Russian President also ordered strengthening of Russia’s borders and safety of residents in annexed regions of Ukraine.
Russian President Vladimir Putin has ordered the strengthening of Russia’s borders and instructed security services to keep greater control of society and root out “traitors, spies and saboteurs”, the country’s news agencies have reported.
Speaking on Security Services Day, widely celebrated in Russia, Putin on Monday instructed his security officials to protect the borders, increase control of society, and maximise their “use of the operational, technical and personnel potential” to prevent risks coming from abroad and internal traitors.
“Maximum composure, concentration of forces is now required from counterintelligence agencies, including military intelligence,” the TASS state news agency cited Putin as saying.
“It is necessary to severely suppress the actions of foreign special services, quickly identify traitors, spies and saboteurs,” TASS said.
Russia’s borders must also be strengthened, he said.
“Work must be intensified through the border services and the Federal Security Service [FSB],” Russia’s state-owned RIA news agency cited Putin as saying on Monday.
“And it [the border] must be reliably covered. Any attempts to violate it must be thwarted quickly and effectively using whatever forces and means we have at our disposal, including mobile action units and special forces,” he said.
Putin also said that it is the task of special security services to ensure the safety of people living in regions in Ukraine that Moscow claimed in September had been incorporated into Russia. Kyiv and its Western allies have branded the moves as illegal annexations.
“It is your duty to do everything necessary to ensure their security to the maximum, respect for their rights and freedoms,” Putin said, promising them more “modern equipment and weapons”.
Putin’s comments come as Russian missile attacks on Ukraine have intensified and there is no end in sight to Russia’s war on Ukraine, now in its 10th month.
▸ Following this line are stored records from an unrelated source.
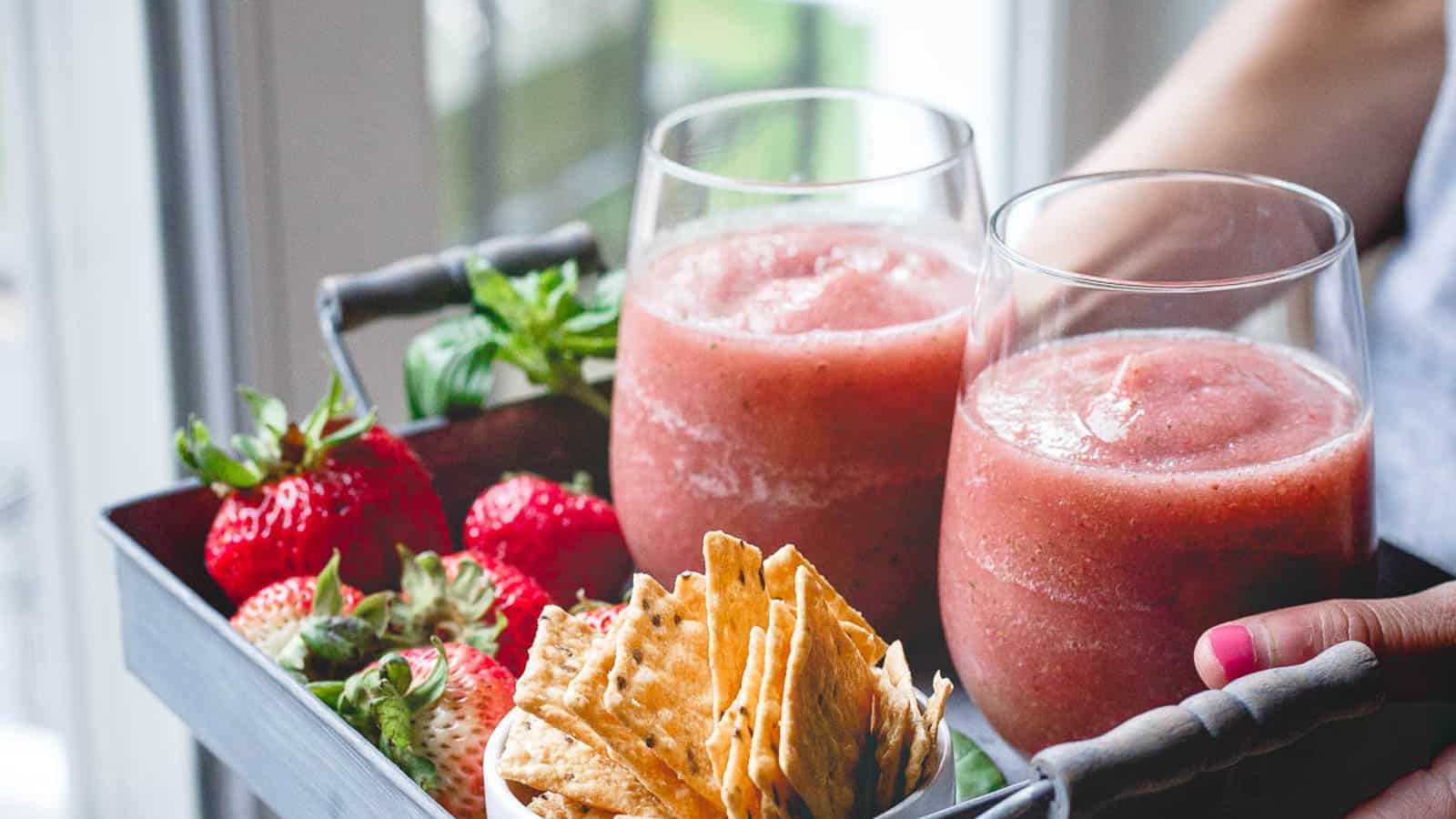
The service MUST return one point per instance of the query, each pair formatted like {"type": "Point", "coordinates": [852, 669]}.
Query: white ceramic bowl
{"type": "Point", "coordinates": [938, 793]}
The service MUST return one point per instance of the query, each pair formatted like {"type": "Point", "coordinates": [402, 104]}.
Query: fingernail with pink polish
{"type": "Point", "coordinates": [1234, 647]}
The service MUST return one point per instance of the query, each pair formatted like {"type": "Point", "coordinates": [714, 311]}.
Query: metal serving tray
{"type": "Point", "coordinates": [291, 751]}
{"type": "Point", "coordinates": [306, 763]}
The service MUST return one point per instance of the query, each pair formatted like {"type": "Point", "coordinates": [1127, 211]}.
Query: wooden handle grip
{"type": "Point", "coordinates": [431, 281]}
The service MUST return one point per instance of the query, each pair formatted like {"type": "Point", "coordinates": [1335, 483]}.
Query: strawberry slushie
{"type": "Point", "coordinates": [1111, 496]}
{"type": "Point", "coordinates": [794, 383]}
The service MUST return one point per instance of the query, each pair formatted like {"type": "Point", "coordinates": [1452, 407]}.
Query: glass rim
{"type": "Point", "coordinates": [652, 143]}
{"type": "Point", "coordinates": [1343, 227]}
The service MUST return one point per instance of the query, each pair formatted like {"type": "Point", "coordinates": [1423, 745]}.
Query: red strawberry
{"type": "Point", "coordinates": [519, 598]}
{"type": "Point", "coordinates": [564, 538]}
{"type": "Point", "coordinates": [300, 491]}
{"type": "Point", "coordinates": [315, 627]}
{"type": "Point", "coordinates": [599, 614]}
{"type": "Point", "coordinates": [473, 599]}
{"type": "Point", "coordinates": [430, 710]}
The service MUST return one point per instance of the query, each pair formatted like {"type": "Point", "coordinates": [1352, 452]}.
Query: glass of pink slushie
{"type": "Point", "coordinates": [1174, 430]}
{"type": "Point", "coordinates": [800, 276]}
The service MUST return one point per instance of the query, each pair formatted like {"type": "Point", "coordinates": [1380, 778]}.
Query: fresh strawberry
{"type": "Point", "coordinates": [313, 625]}
{"type": "Point", "coordinates": [298, 491]}
{"type": "Point", "coordinates": [473, 599]}
{"type": "Point", "coordinates": [562, 537]}
{"type": "Point", "coordinates": [597, 614]}
{"type": "Point", "coordinates": [431, 710]}
{"type": "Point", "coordinates": [519, 598]}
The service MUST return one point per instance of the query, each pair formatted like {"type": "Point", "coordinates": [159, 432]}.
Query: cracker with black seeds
{"type": "Point", "coordinates": [779, 571]}
{"type": "Point", "coordinates": [557, 806]}
{"type": "Point", "coordinates": [557, 658]}
{"type": "Point", "coordinates": [763, 753]}
{"type": "Point", "coordinates": [543, 758]}
{"type": "Point", "coordinates": [660, 687]}
{"type": "Point", "coordinates": [737, 603]}
{"type": "Point", "coordinates": [827, 698]}
{"type": "Point", "coordinates": [892, 727]}
{"type": "Point", "coordinates": [742, 797]}
{"type": "Point", "coordinates": [584, 698]}
{"type": "Point", "coordinates": [921, 767]}
{"type": "Point", "coordinates": [720, 742]}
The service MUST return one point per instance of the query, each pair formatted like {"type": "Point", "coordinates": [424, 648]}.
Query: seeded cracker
{"type": "Point", "coordinates": [742, 799]}
{"type": "Point", "coordinates": [778, 573]}
{"type": "Point", "coordinates": [543, 758]}
{"type": "Point", "coordinates": [827, 697]}
{"type": "Point", "coordinates": [720, 742]}
{"type": "Point", "coordinates": [763, 755]}
{"type": "Point", "coordinates": [660, 687]}
{"type": "Point", "coordinates": [557, 656]}
{"type": "Point", "coordinates": [892, 726]}
{"type": "Point", "coordinates": [737, 602]}
{"type": "Point", "coordinates": [584, 700]}
{"type": "Point", "coordinates": [557, 806]}
{"type": "Point", "coordinates": [919, 765]}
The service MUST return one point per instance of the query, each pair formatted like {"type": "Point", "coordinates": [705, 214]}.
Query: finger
{"type": "Point", "coordinates": [1414, 637]}
{"type": "Point", "coordinates": [1423, 794]}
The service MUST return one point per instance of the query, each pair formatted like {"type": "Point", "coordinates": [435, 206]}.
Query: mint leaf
{"type": "Point", "coordinates": [539, 322]}
{"type": "Point", "coordinates": [448, 368]}
{"type": "Point", "coordinates": [975, 771]}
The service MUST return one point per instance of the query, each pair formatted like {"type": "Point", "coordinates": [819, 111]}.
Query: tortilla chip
{"type": "Point", "coordinates": [892, 726]}
{"type": "Point", "coordinates": [720, 742]}
{"type": "Point", "coordinates": [660, 685]}
{"type": "Point", "coordinates": [827, 697]}
{"type": "Point", "coordinates": [868, 643]}
{"type": "Point", "coordinates": [895, 666]}
{"type": "Point", "coordinates": [742, 799]}
{"type": "Point", "coordinates": [557, 806]}
{"type": "Point", "coordinates": [763, 753]}
{"type": "Point", "coordinates": [737, 603]}
{"type": "Point", "coordinates": [557, 656]}
{"type": "Point", "coordinates": [919, 765]}
{"type": "Point", "coordinates": [691, 591]}
{"type": "Point", "coordinates": [584, 698]}
{"type": "Point", "coordinates": [778, 573]}
{"type": "Point", "coordinates": [543, 758]}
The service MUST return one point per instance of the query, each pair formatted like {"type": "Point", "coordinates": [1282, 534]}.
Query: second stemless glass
{"type": "Point", "coordinates": [1174, 431]}
{"type": "Point", "coordinates": [798, 283]}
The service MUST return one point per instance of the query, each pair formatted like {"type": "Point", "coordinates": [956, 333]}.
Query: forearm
{"type": "Point", "coordinates": [1330, 94]}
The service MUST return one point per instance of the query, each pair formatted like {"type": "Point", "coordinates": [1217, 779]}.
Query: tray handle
{"type": "Point", "coordinates": [430, 281]}
{"type": "Point", "coordinates": [1212, 731]}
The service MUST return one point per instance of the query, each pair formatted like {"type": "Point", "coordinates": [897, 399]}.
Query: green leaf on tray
{"type": "Point", "coordinates": [539, 322]}
{"type": "Point", "coordinates": [975, 771]}
{"type": "Point", "coordinates": [448, 368]}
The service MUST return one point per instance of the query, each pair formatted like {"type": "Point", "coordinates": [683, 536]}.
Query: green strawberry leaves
{"type": "Point", "coordinates": [332, 643]}
{"type": "Point", "coordinates": [382, 702]}
{"type": "Point", "coordinates": [453, 608]}
{"type": "Point", "coordinates": [539, 322]}
{"type": "Point", "coordinates": [277, 448]}
{"type": "Point", "coordinates": [975, 771]}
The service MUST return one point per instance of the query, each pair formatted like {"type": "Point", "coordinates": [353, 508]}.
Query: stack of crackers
{"type": "Point", "coordinates": [750, 691]}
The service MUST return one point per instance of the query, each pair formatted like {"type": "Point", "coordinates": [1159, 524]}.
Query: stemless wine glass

Speaking to the leaders of several NATO countries via video link on Monday, Ukraine’s President Volodymyr Zelenskyy continued to urge Ukraine’s allies to supply its military with more weapons.
“Russian aggression can and must fail. And our task now is to accelerate it,” he told the NATO leaders assembled in Riga, Latvia.
Zelenskyy said in a late-night address on Sunday that some nine million of Ukraine’s estimated 40 million people had their electricity restored after Russia’s missile barrage last week focused on electricity and water infrastructure.
Also on Monday, Russian Foreign Minister Sergei Lavrov accused Zelenskyy of a “lack of understanding of the seriousness of the moment and lack of concern for his people”.
Lavrov also made a sharp verbal attack on the West and what he described as the “hysterical reaction” to the situation in Ukraine in an interview with the Belarus 1 TV channel in Minsk.
Moscow’s invasion of Ukraine had destroyed the “geopolitical games of the West”, which had wanted to turn Ukraine into a permanent threat to Russia, TASS quoted the Russian foreign minister as saying.
UN Secretary-General Antonio Guterres, in a year-end news conference on Monday, said with regret that he expected the war in Ukraine “will go on”.
“I am not optimistic about the possibility of effective peace talks in the immediate future,” Guterres said.